For InsiderLLM readers, the most important column in that comparison table is “Local Models.” Here’s the honest picture:

Only three alternatives in this list have real local model support:

  1. Nanobot — vLLM and any OpenAI-compatible endpoint. Point it at your local Ollama or vLLM server and it works. This is the most straightforward path to a fully local agent.

  2. ZeroClaw — native Ollama support, vLLM, llama-server, and 22+ providers. The Rust binary is small enough to run alongside your model server on the same machine without competing for resources.

  3. n8n — Ollama integration through AI nodes. Less of a personal agent, more of a workflow engine, but the local model support is real.

AnythingLLM and Jan.ai support local models but aren’t agents in the OpenClaw sense.

NanoClaw, LightClaw, Moltworker, and Claude Code are all cloud-API dependent. If running without API costs matters to you, they’re out.

Use the Planning Tool to figure out what models fit your hardware. A 32B model on 24GB VRAM gives you GPT-4o-class performance for agent tasks at zero ongoing cost.

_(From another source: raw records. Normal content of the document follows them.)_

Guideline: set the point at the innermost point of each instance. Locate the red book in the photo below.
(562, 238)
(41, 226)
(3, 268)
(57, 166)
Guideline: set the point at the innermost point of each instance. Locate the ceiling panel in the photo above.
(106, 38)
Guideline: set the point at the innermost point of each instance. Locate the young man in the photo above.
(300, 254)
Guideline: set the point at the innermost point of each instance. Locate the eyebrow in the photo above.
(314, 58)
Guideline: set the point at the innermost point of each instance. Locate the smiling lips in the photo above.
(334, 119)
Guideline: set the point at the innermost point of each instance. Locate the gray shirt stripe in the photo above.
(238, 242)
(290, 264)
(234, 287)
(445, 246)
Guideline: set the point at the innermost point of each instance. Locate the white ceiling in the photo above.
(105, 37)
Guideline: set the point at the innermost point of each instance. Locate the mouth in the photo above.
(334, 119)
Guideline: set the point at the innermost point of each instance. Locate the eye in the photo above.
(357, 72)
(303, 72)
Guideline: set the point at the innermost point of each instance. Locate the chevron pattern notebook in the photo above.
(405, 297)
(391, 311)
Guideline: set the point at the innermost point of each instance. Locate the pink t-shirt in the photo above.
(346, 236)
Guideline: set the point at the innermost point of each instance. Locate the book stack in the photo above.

What I’d Actually Recommend

OpenClaw is still the most feature-rich option. 13+ messaging platforms, 3,000+ skills, the largest community. If you need breadth and don’t mind the security trade-offs, it’s hard to beat.

But “most features” isn’t the same as “best.” These alternatives win by being focused:

The security pick is NanoClaw. Container isolation is the right architectural answer to the problems OpenClaw keeps having. If the Summer Yue incident bothers you, this is where to look first.

For the most complete replacement, Nanobot. 25K stars, 15 providers, vLLM for local inference, 9 messaging platforms. It’s the closest thing to “OpenClaw but in Python and with local model support.”

ZeroClaw wins on performance — nothing else in this space runs an agent in 3.4MB and 5MB of RAM. It’s two weeks old, which is a risk, but the Rust codebase is solid.

Enterprise teams should look at n8n before any of these. 150K stars, 400+ integrations, human-in-the-loop approval, and it’s self-hostable. Different category, but often the right answer.

AnythingLLM is the better choice if your actual need is document search and chat, not a personal assistant. memU is the memory upgrade — plug it into whichever agent you choose.

For the fully local stack with zero cloud dependency: run Nanobot or ZeroClaw with Ollama on local hardware, add Jan.ai for a chat interface. That covers everything without an API key.

The ecosystem has matured enough that “just use OpenClaw” isn’t the obvious answer anymore. Pick the tool that matches your actual priorities — not the one with the most GitHub stars.